Dr. Atul Gawande is one of my heroes. His CalTech commencement address of yesterday should be required reading for any informed citizen of any country.
Excerpt:
If this place has done its job—and I suspect it has—you’re all scientists now. Sorry, English and history graduates, even you are, too.
Science is not a major or a career. It is a commitment to a systematic way of thinking, an allegiance to a way of building knowledge and explaining the universe through testing and factual observation.
[DCT comment: In other words, "science" is the practice of dealing with the universe as it is — or in another formulation: as the Creator wrought it — and not as necessarily being now what we wish it were.]

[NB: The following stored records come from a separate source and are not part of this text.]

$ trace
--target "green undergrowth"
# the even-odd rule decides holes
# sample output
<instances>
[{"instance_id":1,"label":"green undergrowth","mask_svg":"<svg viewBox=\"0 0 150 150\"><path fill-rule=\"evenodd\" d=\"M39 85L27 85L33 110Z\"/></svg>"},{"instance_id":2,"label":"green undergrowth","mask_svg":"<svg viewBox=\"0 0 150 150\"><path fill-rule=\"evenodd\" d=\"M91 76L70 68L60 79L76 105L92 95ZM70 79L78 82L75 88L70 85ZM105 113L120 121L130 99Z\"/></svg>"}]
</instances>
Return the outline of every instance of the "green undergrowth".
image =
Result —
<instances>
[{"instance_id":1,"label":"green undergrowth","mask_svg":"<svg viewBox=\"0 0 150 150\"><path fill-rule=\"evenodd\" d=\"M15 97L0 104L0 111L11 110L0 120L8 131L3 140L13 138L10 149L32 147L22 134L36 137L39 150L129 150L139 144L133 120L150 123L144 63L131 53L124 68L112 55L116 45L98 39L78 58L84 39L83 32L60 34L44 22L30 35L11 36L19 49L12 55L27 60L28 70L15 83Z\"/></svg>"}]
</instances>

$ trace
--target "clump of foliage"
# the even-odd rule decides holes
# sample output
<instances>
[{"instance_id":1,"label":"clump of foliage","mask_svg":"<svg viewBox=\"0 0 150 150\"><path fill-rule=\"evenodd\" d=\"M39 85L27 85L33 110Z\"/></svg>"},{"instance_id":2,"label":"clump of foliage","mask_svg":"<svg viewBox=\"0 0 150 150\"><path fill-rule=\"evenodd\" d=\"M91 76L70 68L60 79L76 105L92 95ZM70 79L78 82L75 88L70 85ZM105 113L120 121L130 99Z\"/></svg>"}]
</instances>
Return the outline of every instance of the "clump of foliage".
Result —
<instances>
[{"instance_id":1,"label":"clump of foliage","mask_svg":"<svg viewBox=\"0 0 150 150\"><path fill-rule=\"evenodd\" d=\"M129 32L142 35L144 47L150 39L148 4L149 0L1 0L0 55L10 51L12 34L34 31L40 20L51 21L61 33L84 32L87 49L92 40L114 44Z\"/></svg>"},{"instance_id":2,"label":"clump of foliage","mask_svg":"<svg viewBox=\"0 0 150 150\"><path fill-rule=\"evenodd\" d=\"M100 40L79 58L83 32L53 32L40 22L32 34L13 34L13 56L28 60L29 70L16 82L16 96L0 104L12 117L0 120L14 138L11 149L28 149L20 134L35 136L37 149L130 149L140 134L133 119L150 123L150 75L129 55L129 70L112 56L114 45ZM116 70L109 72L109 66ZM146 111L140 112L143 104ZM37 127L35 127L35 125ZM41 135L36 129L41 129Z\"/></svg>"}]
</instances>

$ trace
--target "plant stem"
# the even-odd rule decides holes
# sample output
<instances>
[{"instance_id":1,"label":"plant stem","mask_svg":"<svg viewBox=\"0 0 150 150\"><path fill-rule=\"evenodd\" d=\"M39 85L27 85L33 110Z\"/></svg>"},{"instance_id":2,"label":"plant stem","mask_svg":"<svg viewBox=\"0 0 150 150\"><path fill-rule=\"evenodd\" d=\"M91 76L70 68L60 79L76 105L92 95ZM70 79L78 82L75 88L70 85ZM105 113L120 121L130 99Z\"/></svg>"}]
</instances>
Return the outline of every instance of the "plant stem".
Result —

The thing is, that [the scientific mindset] isn’t a normal way of thinking. It is unnatural and counterintuitive. It has to be learned. Scientific explanation stands in contrast to the wisdom of divinity and experience and common sense.
Common sense once told us that the sun moves across the sky and that being out in the cold produced colds. But a scientific mind recognized that these intuitions were only hypotheses. They had to be tested.
(Emphasis and extra paragraphing added.)
Loving a hypothetical supernatural being seems like a rule for self delusion rather than a rule for living a good life. Where is the connection?
A "Creator" wrought the universe? Who made that one up?
Posted by: Kenneth Tucker | June 12, 2016 at 08:41 AM
Oh, Ken, Ken ....
You're right, it's indeed a hypothetical supernatural being, in the sense of "working hypothesis."